San Francisco is the undisputed capital of the AI revolution, and OpenAI sits at its throne. So when serious questions start swirling about the company's leadership and its approach to policy critics, maybe we should pay attention.

Ronan Farrow — the journalist who took down Harvey Weinstein — just spent a year and a half digging into Sam Altman and came away describing a "pattern of deception" embedded in Silicon Valley's broader "culture of hype." That's not a throwaway line from some random Substack poster. That's an investigative journalist with a Pulitzer essentially saying: the guy steering one of the most powerful technologies in human history has a credibility problem.

Meanwhile, OpenAI's global policy chief Chris Lehane — a veteran political operative, not a technologist — is out publicly dismissing AI safety critics as "doomers" who are "playing with fire." Let that framing sink in. The people raising concerns about existential risk from artificial intelligence are the ones playing with fire? Not the company racing to build it?

This is the kind of rhetorical judo that should make any liberty-minded person deeply uncomfortable. When a company that has already converted from a nonprofit to a capped-profit structure, ousted and reinstated its CEO in a boardroom soap opera, and is now valued north of $150 billion starts calling its critics dangerous — that's not confidence. That's a deflection strategy.
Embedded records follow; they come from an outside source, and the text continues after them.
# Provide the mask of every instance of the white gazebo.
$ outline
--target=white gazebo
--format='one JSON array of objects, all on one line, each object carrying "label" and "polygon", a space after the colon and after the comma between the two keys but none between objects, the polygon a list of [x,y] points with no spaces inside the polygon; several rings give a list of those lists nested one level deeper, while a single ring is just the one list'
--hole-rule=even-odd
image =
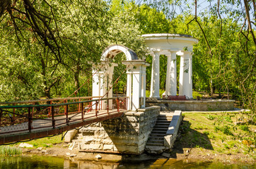
[{"label": "white gazebo", "polygon": [[[124,53],[127,61],[122,62],[127,67],[127,110],[136,111],[144,108],[146,105],[146,67],[149,65],[145,61],[139,60],[134,51],[120,44],[107,46],[101,56],[100,65],[93,68],[93,96],[112,97],[112,77],[114,67],[117,63],[112,60],[120,53]],[[105,94],[107,93],[107,94]],[[108,107],[112,109],[112,100],[108,102]],[[103,109],[107,108],[107,104],[100,105]]]},{"label": "white gazebo", "polygon": [[150,97],[159,96],[159,56],[168,57],[165,95],[177,95],[176,55],[180,56],[179,96],[192,98],[193,44],[198,40],[180,34],[143,35],[149,54],[153,56]]}]

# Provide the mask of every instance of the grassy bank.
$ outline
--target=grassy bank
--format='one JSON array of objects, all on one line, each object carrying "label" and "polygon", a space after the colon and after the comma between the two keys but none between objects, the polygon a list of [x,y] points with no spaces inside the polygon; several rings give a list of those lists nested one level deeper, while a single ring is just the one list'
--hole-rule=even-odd
[{"label": "grassy bank", "polygon": [[22,150],[16,146],[0,146],[0,156],[19,155],[22,154]]},{"label": "grassy bank", "polygon": [[[173,156],[256,159],[256,126],[246,113],[184,113]],[[235,159],[234,158],[234,159]]]}]

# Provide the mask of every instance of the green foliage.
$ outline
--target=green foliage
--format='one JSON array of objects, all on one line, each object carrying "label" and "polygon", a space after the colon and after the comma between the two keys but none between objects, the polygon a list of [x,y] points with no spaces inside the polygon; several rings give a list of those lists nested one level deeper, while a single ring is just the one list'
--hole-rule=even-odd
[{"label": "green foliage", "polygon": [[22,150],[18,147],[10,146],[0,146],[0,156],[19,155]]},{"label": "green foliage", "polygon": [[150,96],[150,91],[149,90],[146,90],[146,96],[149,97],[149,96]]},{"label": "green foliage", "polygon": [[240,125],[239,126],[239,128],[245,132],[249,131],[249,127],[248,125]]},{"label": "green foliage", "polygon": [[163,95],[163,94],[164,92],[165,92],[164,90],[160,89],[160,90],[159,90],[159,96],[160,96],[160,97],[162,97],[162,95]]},{"label": "green foliage", "polygon": [[214,120],[214,116],[212,116],[211,115],[207,115],[206,116],[206,118],[207,118],[207,119],[209,119],[209,120]]},{"label": "green foliage", "polygon": [[201,94],[195,91],[193,91],[192,95],[194,99],[201,99],[202,96]]}]

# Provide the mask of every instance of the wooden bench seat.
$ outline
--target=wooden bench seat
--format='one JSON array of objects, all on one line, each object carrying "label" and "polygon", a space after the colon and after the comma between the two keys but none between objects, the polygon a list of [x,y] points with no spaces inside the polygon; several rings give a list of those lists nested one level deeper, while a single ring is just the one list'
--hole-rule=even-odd
[{"label": "wooden bench seat", "polygon": [[186,96],[167,96],[168,100],[187,100]]}]

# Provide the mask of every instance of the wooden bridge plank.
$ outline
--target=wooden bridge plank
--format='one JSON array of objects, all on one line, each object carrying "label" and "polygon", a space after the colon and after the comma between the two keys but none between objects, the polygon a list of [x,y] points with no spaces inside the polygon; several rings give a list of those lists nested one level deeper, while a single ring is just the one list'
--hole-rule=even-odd
[{"label": "wooden bridge plank", "polygon": [[[56,128],[52,127],[47,127],[47,128],[40,128],[40,129],[32,129],[31,132],[27,131],[17,132],[13,133],[6,133],[1,134],[0,133],[0,145],[5,144],[7,143],[12,143],[16,142],[21,142],[29,139],[39,139],[42,137],[45,137],[51,135],[59,134],[63,132],[70,130],[74,129],[76,127],[81,127],[86,125],[88,125],[93,123],[104,121],[105,120],[112,119],[114,118],[120,117],[122,114],[126,112],[126,110],[122,110],[120,112],[117,112],[115,110],[115,112],[110,112],[110,115],[106,113],[106,111],[100,111],[98,117],[91,117],[89,116],[91,114],[88,113],[85,115],[83,120],[78,120],[76,122],[71,122],[69,125],[66,124],[59,125]],[[81,115],[79,116],[81,117]],[[86,118],[86,117],[89,117]],[[59,118],[62,117],[59,117]],[[66,121],[66,119],[62,120],[62,121]],[[62,123],[62,120],[59,120],[59,124]],[[36,123],[37,120],[33,121],[33,125]],[[49,123],[52,123],[52,121],[49,121]],[[47,124],[45,124],[47,125]],[[1,127],[0,127],[1,128]]]}]

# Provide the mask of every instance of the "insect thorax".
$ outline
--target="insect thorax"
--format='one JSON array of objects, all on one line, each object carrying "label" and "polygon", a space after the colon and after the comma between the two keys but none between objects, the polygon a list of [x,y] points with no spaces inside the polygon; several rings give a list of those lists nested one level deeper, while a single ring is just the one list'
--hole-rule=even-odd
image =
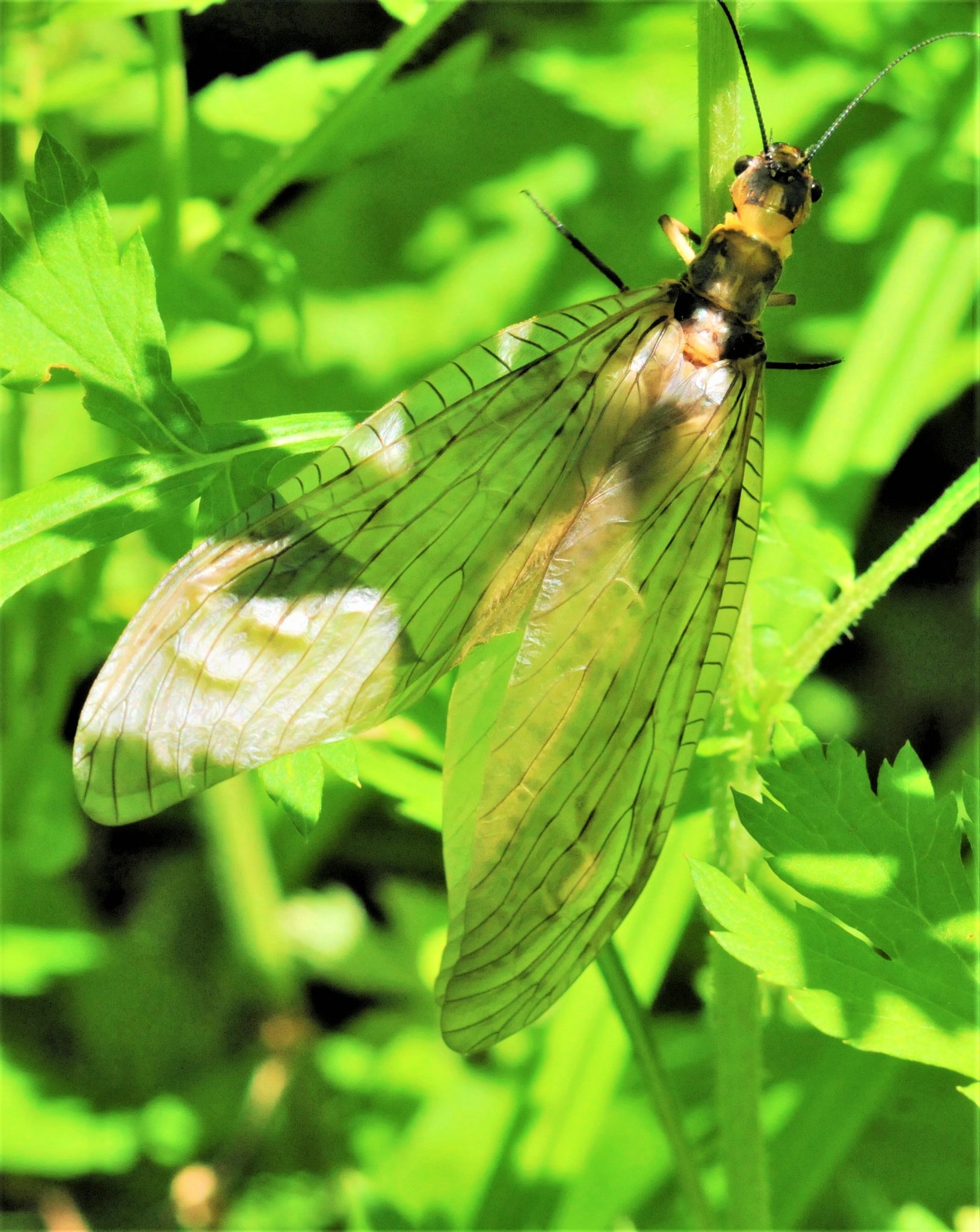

Here's what actually matters for San Francisco: OpenAI employs thousands of people here. Its decisions ripple through our local economy, our housing market, our transit patterns, and increasingly, our city's political landscape. If the leadership of this company is as opaque and self-serving as Farrow's reporting suggests, that's not just a tech story — it's a local governance story.

We don't need to be doomers to ask hard questions. We just need to be adults. The AI industry wants to move fast and break things. Fine. But San Francisco residents deserve to know exactly what's being broken and who's accountable when it does.

Trust but verify has always been good policy. Right now, the "trust" part is looking pretty thin.